Parcus souffle cette année ses quarante bougies. La société d'économie mixte strasbourgeoise accompagne la mutation de l'image et des usages des parkings en ville. « Parcus est un outil au service de la politique de mobilité durable défini par l'agglomération », souligne son président, Claude Froehly. « Il ne s'agit plus pour la ville de construire de nouveaux parkings mais plutôt d'améliorer l'usage des existants, d'en faire des "objets urbains", des lieux de vie », poursuit son directeur général, Didier Rousseau.

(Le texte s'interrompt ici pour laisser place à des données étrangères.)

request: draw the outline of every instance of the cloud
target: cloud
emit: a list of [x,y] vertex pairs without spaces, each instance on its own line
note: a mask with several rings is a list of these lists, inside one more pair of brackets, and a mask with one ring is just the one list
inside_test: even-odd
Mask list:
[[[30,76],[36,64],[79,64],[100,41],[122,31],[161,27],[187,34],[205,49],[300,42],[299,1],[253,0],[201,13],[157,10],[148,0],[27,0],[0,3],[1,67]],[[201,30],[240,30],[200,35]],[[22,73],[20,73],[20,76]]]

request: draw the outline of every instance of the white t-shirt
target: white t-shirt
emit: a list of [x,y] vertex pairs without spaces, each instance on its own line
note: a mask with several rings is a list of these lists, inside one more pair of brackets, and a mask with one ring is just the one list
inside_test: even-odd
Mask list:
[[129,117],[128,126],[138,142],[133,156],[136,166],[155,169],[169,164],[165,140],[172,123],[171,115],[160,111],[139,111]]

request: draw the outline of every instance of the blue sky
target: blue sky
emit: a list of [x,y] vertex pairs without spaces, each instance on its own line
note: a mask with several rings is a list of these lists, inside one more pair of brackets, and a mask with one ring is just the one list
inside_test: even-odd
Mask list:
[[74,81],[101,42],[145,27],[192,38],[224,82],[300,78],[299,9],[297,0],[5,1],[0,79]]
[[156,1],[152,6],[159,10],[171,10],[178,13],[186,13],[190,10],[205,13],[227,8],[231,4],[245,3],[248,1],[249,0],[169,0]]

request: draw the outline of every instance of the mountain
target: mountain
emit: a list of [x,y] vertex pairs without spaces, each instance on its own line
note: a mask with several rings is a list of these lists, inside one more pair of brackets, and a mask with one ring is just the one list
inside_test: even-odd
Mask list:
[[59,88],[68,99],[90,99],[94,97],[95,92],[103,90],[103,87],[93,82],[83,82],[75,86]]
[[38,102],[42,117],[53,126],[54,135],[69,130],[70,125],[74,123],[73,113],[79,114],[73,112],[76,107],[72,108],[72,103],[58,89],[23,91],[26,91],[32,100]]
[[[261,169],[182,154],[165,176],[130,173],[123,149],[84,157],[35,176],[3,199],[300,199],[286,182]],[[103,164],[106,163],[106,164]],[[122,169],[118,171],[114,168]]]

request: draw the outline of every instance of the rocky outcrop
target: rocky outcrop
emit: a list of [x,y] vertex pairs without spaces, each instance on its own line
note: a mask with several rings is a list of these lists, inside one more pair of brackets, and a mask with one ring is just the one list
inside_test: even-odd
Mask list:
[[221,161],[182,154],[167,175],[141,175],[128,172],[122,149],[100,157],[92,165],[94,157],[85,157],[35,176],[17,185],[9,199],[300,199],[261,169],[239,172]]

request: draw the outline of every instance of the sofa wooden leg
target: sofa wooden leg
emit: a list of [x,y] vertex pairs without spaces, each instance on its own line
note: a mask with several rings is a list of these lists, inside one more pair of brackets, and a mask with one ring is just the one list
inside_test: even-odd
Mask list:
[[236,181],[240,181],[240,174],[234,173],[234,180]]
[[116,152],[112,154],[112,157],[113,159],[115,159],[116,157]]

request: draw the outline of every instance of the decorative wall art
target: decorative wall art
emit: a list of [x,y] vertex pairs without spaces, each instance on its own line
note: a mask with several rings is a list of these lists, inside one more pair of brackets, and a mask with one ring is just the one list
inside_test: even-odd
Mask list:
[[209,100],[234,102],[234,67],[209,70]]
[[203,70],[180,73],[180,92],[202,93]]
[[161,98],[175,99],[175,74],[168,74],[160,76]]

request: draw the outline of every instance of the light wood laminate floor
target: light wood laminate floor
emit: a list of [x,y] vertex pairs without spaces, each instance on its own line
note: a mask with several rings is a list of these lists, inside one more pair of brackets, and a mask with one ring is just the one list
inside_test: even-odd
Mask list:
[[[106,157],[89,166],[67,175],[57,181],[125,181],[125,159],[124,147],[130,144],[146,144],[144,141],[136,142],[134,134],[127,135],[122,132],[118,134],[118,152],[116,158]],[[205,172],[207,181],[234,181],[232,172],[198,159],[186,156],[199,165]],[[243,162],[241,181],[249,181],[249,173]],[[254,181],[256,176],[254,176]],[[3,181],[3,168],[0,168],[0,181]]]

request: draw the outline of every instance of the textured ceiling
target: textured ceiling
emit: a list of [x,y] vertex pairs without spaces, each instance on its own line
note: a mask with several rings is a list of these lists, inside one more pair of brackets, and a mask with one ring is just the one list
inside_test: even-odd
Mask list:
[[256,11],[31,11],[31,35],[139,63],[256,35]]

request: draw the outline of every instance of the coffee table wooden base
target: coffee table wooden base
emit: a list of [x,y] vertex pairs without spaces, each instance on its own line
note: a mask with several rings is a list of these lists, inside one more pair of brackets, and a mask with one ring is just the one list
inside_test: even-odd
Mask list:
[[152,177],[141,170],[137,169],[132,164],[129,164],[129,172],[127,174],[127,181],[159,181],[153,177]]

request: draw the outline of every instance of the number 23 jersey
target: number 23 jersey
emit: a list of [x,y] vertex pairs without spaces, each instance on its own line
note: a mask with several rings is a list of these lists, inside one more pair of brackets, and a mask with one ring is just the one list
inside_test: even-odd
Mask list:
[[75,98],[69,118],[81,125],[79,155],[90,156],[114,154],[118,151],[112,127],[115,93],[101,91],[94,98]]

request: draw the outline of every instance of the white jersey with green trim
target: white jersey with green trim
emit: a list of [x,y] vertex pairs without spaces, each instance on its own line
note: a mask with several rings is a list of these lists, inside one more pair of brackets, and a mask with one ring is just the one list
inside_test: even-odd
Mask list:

D'où une vague de rénovation des parkings Parcus, entamée ces dernières années et qui lui ont déjà valu par deux fois de recevoir le grand prix européen des rénovations de parking en 2009 pour celui de la place Broglie et en 2011 pour celui de la place d'Austerlitz. C'est aujourd'hui au parking Sainte-Marguerite que s'attaque la Sem strasbourgeoise. 1,5 M€ est investi dans sa rénovation.
Des services étoffés
Dans ces espaces de stationnement, le service aux usagers s'est étoffé, avec des agents formés pour améliorer la qualité de l'accueil et de l'information, des petites attentions comme le prêt de parapluies, des places réservées à l'autopartage, des parcs à vélos ou encore des bornes pour recharger les voitures électriques... Parcus envisage également de développer en partenariat avec la ville des applications mobiles pour aiguiller les automobilistes vers les places disponibles en ville. « Notre ambition est d'avoir toujours une longueur d'avance en terme d'innovation et de service pour faire la différence par rapport aux gros opérateurs du marché », souligne Didier Rousseau. Parcus est ainsi à l'initiative de la création d'un "observatoire du stationnement". La démarche, unique en France, va permettre de prendre en compte l'évolution des besoins des usagers et des technologies disponibles pour améliorer encore la qualité des équipements et services proposés. Les premières analyses seront connues d'ici un an.
Troisième Sem française
Parcus, qui emploie une centaine de personnes pour un chiffre d'affaires de 10 M€ est la troisième plus grosse société d'économie mixte après Paris et Lyon. Elle exploite aujourd'hui 22 parkings dont 18 sur la CUS et gère aussi en régie les 12.600 places payantes sur voirie. La société détient ainsi 80 % des parts de marché sur ce secteur géographique, devant l'opérateur privé Vinci. Didier Rousseau n'exclut pas de se positionner sur la gestion de nouveaux parkings dans la Cus : « Nous serons candidat partout où il y aura des appels d'offres, comme par exemple pour le parking du nouvel hôpital de Hautepierre », souligne-t-il. Le poids des Sem dans le secteur du stationnement est évidemment à relativiser : au nombre de 25 au niveau national, elles ne représentent que 20 % de la capacité de stationnement en France.
Stationnement Depuis 40 ans Parcus accompagne la mutation des usages du stationnement urbain. Il investit et innove pour créer les parkings de demain.